Last week the 'Big O' rolled into my school - an event we had been bracing ourselves for since May. That's right. We'd been on high alert for an eye watering seven months (something akin to slow torture). Now I'm going to contradict the title of this post by mentioning them.
Ofsted.
That wasn't so bad and in fact, the whole experience can be summed up in this way too. For my overseas readers, Ofsted (The Office for Standards in Education, Children's Services and Skills) carries out school inspections. If you're a good school, you are inspected every three years. They come in with the expectation that you are still performing at the level of the last inspection. However, if they see anything that suggests otherwise, it turns into a 'full' inspection. In other words, they come back the next day with more inspectors (gulp). We were notified half way through the day before and what ensued in between was a flurry of activity, preparations, tweaks and pure panic!

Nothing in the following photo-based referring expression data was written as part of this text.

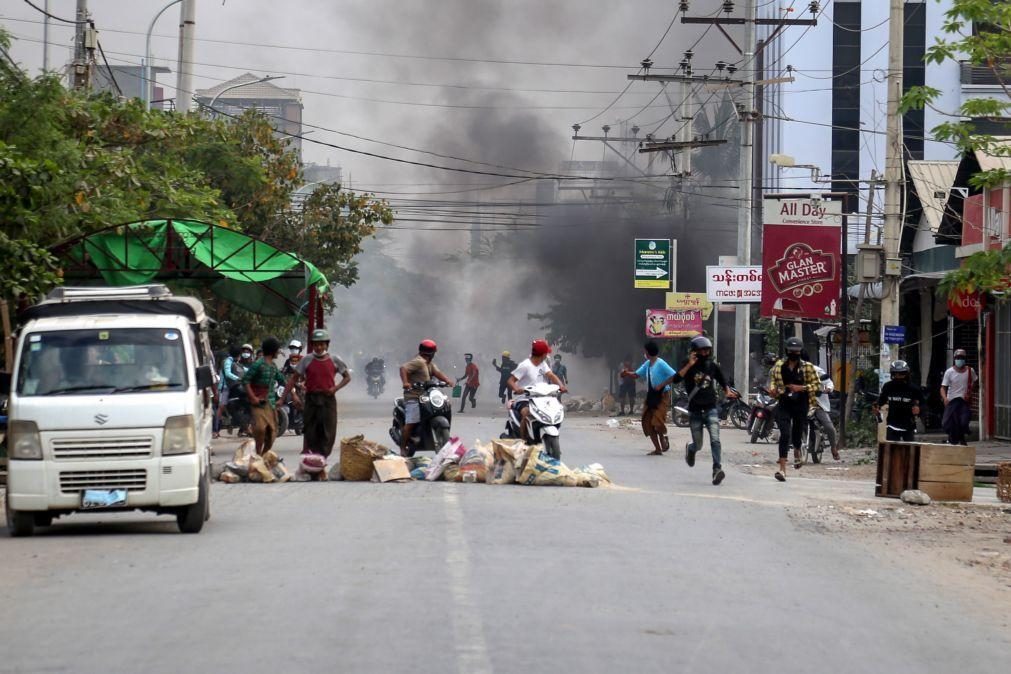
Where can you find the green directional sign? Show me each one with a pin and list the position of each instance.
(653, 269)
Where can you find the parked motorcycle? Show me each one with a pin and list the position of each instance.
(543, 421)
(432, 432)
(735, 409)
(761, 423)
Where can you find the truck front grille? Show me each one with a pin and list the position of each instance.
(103, 448)
(75, 481)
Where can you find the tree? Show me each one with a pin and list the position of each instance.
(978, 31)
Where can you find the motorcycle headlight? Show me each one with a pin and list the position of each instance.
(179, 436)
(24, 441)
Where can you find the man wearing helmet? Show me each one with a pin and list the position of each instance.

Their job is to improve standards in education and this can only be a good thing. However, you can't help the anxiety that comes with something like this. The grading you are given has wide implications; it will impact staff morale, parents' perceptions (present and future) and the wider community.

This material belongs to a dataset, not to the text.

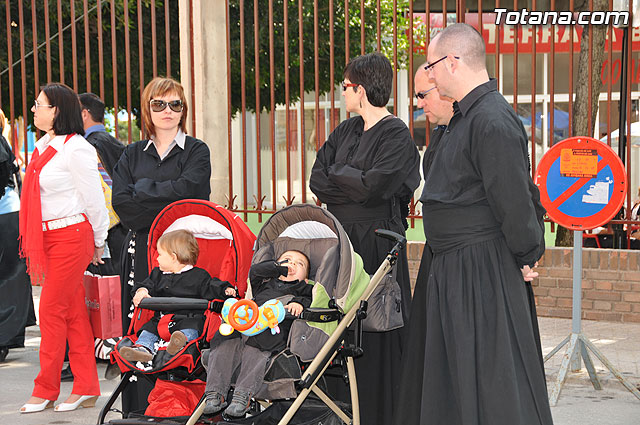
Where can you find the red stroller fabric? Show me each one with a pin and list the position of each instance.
(227, 257)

Thankfully, the Ofsted inspectors saw all that they needed to see in one day and were very impressed by the young people in our care. The inspector that observed my lesson gave me some pertinent feedback, though we must remember that they only see a snapshot in time. We teachers know the contexts of our learners, their backgrounds, barriers and challenges. We know what real progress means for them and it isn't always reflected in black and white data, statistics, figures or a twenty minute observation.